Matthew Parris, once a Tory MP under Margaret Thatcher, now one of the Times newspaper’s most popular columnists and a regular presenter on BBC Radio 4, writes today about a fantastic ride on an electric bike in Spain. A couple of years ago he published a column that urged people to set up booby traps to presumably kill competitive, lycra-clad, energy drink swigging cyclists, which went down very badly in the cycling press and online community. Very badly indeed.

However, it seems he’s not ideologically opposed to getting on a bike after all. He spends much of today’s column writing about the joy of riding an electric bike from his house in the Pyrenees down to a local fiesta and back. It was a transformative experience:

“For a 62-year-old boyhood cycling enthusiast such as me, it’s like being 16 again: wings to your pedals as each push on the treads pulses the bike forward… Coming back around midnight through the evergreen oak forest on a warm clear night under a full moon, the night air cooling damp brows and the soft hum beneath the bum reassuring us of continuing electrical assistance, was magic.”

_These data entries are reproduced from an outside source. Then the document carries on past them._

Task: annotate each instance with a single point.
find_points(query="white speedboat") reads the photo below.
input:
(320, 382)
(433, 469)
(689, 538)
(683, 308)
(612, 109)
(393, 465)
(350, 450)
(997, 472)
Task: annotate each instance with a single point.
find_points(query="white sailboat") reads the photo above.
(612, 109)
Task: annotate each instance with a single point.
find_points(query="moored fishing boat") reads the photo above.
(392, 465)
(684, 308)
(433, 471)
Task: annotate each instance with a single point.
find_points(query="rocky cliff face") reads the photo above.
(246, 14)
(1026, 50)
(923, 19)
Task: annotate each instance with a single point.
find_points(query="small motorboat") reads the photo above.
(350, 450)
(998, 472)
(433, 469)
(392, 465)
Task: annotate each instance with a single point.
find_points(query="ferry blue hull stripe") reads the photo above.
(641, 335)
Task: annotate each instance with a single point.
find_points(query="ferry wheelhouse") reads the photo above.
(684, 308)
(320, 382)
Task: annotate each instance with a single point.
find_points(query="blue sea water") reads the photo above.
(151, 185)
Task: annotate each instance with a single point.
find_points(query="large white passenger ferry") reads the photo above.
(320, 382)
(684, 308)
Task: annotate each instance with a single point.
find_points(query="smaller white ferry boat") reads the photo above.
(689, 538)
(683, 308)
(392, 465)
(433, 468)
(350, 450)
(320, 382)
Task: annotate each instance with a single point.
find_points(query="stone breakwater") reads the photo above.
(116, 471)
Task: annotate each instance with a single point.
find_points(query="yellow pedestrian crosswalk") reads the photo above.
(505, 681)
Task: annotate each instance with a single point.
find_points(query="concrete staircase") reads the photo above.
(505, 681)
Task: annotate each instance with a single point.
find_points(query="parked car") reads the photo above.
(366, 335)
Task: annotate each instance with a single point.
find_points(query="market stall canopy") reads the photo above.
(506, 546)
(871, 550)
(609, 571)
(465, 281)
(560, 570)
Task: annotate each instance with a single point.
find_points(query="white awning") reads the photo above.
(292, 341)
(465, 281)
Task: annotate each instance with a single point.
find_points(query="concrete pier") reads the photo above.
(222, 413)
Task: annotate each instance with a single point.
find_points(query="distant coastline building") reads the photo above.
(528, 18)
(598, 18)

It’s not clear from the following description which electric bikes he and his sister were riding, but he gives a fairly detailed description of their appearance and how they worked:

“[My sister, Belinda] bought four of these bikes from a manufacturer in Barcelona. She hires them out to holidaymakers; but we borrowed two and, as evening fell, set out down the hill to L’Esquirol — ten miles away — to watch the little town’s annual fiesta. Off we whooshed through the dusk on a lonely road on futuristic bikes that look anything but futuristic. Black, solid, old-fashioned-looking, with a wicker pannier on each side of the rear wheel, indistinguishable at first glance from the kind of thing that you might see a rural French nun riding. All’s as expected on a traditional bike, with five gears.

But welded to the frame beneath the saddle is a battery holder containing a plastic-covered rechargeable powerpack the size and shape of two slim bricks, end to end, weighing about ten pounds. Here the electric assistance is switched on or off. A display light indicates how much power remains. And that’s it. There are two levels of electrical assistance, high or low, plus a booster operated by the equivalent of a motorcycle throttle on the handlebar. But here’s the really cool thing: if you don’t pedal yourself, the electrics won’t kick in to help you. You can’t just freewheel. It’s so Tory! I just loved it.

You’re all in this together, you and your bike; and as long as you’re doing your bit you’ll hear the faintest of hums from the fat rear hub as the electrics lend a hand. Stop pedalling, the hum cuts, and you’re on your own.”

But then, oh dear, Parris’s feelings about a certain type of cyclist emerged once more…

“But you know the best thing? Encountering ordinary sports cyclists in their lurid spandex garments and absurd minimalist crash helmets (ours were disguised, one as a solar topee, the other in hunting tweed). These ciclistas, with angry, spittle-flecked mouths, look at you in shock, glance at your battery, then eye you as one might eye a piece of excrement. And you hum and whirr on up the hill, with all the exultation of an unashamed cheat. Ha!”

That’s a glorious feeling many electric cyclists will be familiar with. Good to have you on board, Matthew Parris! Let’s hope his experience on an electric bike turns out to be more than a  holiday fling.